Fans no longer follow teams, they follow players
Creatives are going out on their own to build their own brands.
Programming note: We’re taking next week to have a break and to work on a new publishing structure. Our next issue will be on Thursday September 12, 2024. Happy Labor Day, Y’all!
A few days ago, Becca Farsace posted a video on her YouTube channel announcing that she had left The Verge and gave her reasons for doing so.
I have huge respect for Becca and it was a privilege to work with her. She is a huge creative talent, and I am excited to see her take this step. I found her video incredibly moving, especially the part where she outlined the negative impact COVID-19 had on her.
As an Old, I personally love working remotely. I live in a bucolic little Connecticut down a couple of hours away from the hubbub of New York and rarely need to go into the city these days.
But Becca’s video drove home how privileged I am. She makes it poignantly clear just how hard it was for her and the younger generation of creatives who suddenly found themselves working in isolation from their colleagues, alone in their kitchens and bedrooms—often in tiny apartments. Becca drives the point home that remote work has had lasting effects on those who need to collaborate in person, and she reminded me that I need to be more cognizant of that fact.
Her video also reminded me of the many other video creators I have seen leave The Verge and Vox Media to strike out on their own: Brian David Gilbert, whom I genuinely consider one of the most creative people I have ever met, left Polygon at the end of 2020 to go independent and has well over a million followers on his YouTube channel—Beautiful Mind, his collaboration with Tom Cardy is a work of utter genius, not to mention his myriad other projects too. Cleo Abram, who presented the Vox dot com show on Quibi (RIP), now has her own YouTube channel with over 3.5 million subscribers—her video with the Red Bull F1 team shows just how much access and power individual creators have today, and deservedly so. And Joss Fong, the former mainstay of the Vox dot com YouTube channel, recently launched her own YouTube channel, Howtown, with Adam Cole.

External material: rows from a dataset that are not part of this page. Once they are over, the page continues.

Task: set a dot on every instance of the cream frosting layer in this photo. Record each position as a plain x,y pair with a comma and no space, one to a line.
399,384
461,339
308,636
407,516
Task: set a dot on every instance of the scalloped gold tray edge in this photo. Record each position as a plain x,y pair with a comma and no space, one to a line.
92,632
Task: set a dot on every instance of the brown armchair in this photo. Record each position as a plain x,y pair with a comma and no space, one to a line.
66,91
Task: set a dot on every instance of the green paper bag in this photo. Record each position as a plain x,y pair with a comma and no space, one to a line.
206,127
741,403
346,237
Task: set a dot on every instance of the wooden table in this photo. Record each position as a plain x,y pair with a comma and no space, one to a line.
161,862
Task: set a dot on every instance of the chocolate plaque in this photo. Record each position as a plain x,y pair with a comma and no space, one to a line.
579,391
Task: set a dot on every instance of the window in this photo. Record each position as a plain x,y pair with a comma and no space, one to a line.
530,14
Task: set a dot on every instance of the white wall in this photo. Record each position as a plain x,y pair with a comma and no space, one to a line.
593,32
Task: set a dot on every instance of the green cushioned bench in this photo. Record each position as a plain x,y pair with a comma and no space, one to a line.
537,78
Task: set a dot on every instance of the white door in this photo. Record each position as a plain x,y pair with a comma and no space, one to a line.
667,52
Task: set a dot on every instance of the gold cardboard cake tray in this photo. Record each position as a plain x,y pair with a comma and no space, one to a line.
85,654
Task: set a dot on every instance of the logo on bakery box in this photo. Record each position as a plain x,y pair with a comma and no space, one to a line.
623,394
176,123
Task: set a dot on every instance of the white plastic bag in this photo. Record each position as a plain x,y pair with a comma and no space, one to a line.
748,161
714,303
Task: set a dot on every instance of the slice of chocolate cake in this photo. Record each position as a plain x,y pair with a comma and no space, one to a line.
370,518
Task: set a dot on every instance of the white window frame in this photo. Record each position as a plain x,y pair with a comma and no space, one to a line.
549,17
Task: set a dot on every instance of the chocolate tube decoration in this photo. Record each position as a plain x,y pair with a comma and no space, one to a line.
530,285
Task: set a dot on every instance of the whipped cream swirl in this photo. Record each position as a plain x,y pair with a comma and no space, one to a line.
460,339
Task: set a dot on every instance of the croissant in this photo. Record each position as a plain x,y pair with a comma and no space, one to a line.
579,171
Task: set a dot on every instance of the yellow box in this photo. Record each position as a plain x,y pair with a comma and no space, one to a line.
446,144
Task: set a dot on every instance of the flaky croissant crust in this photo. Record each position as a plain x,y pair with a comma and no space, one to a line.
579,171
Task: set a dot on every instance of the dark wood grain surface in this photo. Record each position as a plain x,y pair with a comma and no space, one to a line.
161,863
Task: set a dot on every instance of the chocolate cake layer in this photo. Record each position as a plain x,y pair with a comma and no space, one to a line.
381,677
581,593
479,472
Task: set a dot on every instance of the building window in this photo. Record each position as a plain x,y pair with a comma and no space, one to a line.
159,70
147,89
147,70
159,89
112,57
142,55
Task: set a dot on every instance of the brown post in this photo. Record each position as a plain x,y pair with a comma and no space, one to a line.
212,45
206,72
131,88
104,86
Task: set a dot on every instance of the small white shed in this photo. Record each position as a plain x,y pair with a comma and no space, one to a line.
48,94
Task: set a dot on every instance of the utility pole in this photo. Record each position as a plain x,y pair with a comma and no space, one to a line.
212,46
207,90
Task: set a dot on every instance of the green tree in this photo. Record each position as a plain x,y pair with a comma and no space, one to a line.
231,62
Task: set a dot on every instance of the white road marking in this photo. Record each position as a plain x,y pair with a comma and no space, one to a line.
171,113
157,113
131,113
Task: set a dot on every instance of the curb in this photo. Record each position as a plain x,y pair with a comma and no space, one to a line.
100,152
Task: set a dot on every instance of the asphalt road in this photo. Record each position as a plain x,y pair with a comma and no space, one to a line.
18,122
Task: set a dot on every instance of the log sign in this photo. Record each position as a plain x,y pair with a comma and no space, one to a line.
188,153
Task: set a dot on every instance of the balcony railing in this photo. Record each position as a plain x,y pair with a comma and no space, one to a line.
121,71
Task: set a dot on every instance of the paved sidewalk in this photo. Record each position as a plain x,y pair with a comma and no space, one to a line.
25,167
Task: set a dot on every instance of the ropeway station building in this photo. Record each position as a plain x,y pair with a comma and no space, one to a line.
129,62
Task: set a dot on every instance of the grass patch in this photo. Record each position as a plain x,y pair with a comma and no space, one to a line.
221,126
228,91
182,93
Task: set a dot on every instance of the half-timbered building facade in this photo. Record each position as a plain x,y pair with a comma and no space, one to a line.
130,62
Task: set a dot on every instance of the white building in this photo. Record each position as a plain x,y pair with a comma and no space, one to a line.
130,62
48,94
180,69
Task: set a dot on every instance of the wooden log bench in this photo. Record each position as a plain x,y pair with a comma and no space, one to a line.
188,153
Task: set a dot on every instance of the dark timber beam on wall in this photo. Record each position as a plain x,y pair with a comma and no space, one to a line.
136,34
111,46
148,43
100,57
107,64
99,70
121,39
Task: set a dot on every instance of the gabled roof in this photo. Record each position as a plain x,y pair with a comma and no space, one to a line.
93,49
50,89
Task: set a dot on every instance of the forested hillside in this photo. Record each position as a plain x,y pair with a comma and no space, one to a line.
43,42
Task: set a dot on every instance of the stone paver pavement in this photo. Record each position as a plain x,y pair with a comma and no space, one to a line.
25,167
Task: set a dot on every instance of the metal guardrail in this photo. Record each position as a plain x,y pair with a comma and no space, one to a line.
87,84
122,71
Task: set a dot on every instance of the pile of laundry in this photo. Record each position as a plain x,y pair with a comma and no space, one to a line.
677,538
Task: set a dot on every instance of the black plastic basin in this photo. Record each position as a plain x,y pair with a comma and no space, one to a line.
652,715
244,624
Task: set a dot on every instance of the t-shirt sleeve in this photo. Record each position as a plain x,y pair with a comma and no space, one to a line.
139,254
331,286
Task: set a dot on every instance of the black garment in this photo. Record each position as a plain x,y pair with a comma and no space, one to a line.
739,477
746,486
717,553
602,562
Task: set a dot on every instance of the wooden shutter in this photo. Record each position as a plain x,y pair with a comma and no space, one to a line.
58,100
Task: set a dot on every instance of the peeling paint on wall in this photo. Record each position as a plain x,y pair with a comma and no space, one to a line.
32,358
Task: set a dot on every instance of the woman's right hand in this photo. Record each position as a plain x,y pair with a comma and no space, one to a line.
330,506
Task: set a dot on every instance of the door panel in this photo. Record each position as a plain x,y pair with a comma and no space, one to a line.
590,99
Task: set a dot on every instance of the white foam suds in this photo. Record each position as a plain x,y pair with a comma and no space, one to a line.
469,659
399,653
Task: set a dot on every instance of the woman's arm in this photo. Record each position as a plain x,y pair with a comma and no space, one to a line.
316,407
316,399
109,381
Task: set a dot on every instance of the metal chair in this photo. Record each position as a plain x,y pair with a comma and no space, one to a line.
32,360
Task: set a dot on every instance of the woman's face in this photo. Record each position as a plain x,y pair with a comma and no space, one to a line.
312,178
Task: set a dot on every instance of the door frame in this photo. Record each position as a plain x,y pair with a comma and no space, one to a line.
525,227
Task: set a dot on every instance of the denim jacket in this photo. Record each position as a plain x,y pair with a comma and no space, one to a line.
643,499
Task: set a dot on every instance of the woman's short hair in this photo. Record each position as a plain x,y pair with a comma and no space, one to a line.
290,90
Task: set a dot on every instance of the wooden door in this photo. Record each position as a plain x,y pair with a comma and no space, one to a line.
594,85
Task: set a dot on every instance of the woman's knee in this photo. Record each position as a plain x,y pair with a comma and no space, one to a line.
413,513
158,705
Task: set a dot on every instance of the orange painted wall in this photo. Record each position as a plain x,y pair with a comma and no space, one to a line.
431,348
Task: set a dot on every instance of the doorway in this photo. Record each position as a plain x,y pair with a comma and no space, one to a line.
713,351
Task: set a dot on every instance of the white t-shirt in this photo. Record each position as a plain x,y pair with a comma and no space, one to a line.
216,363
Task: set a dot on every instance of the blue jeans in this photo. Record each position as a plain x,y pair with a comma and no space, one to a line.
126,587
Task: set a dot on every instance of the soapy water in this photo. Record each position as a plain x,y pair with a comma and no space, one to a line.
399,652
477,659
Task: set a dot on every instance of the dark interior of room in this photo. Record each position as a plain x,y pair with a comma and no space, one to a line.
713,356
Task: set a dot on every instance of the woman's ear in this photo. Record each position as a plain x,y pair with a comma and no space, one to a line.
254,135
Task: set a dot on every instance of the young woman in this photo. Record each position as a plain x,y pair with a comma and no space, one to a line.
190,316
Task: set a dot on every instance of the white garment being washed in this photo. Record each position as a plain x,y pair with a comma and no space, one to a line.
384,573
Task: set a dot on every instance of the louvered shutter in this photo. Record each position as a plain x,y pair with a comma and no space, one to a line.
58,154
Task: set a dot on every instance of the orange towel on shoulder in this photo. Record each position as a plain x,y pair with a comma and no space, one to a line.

I have written before about how I see the trend in sports of younger people moving away from following teams to following individual players as an incredibly apt metaphor for what’s happening in media: video creators like Becca, and journalists like Casey Newtown (also ex-Verge), even Ross and I, building their own micro-media companies or YouTube channels, and finding audiences outside a larger, more established publication or conglomerate. Of course, many independent creators like MKBHD already command audiences that many corporate-powered media brands can only dream of. But I truly hope that creators like Becca experience the same level of influence and success as some of her other ex-Vox Media colleagues.
You should all like and subscribe to them all. —James
What else we’ve read
“Apple’s huge ‘dual use’ face swap app problem Is not going away”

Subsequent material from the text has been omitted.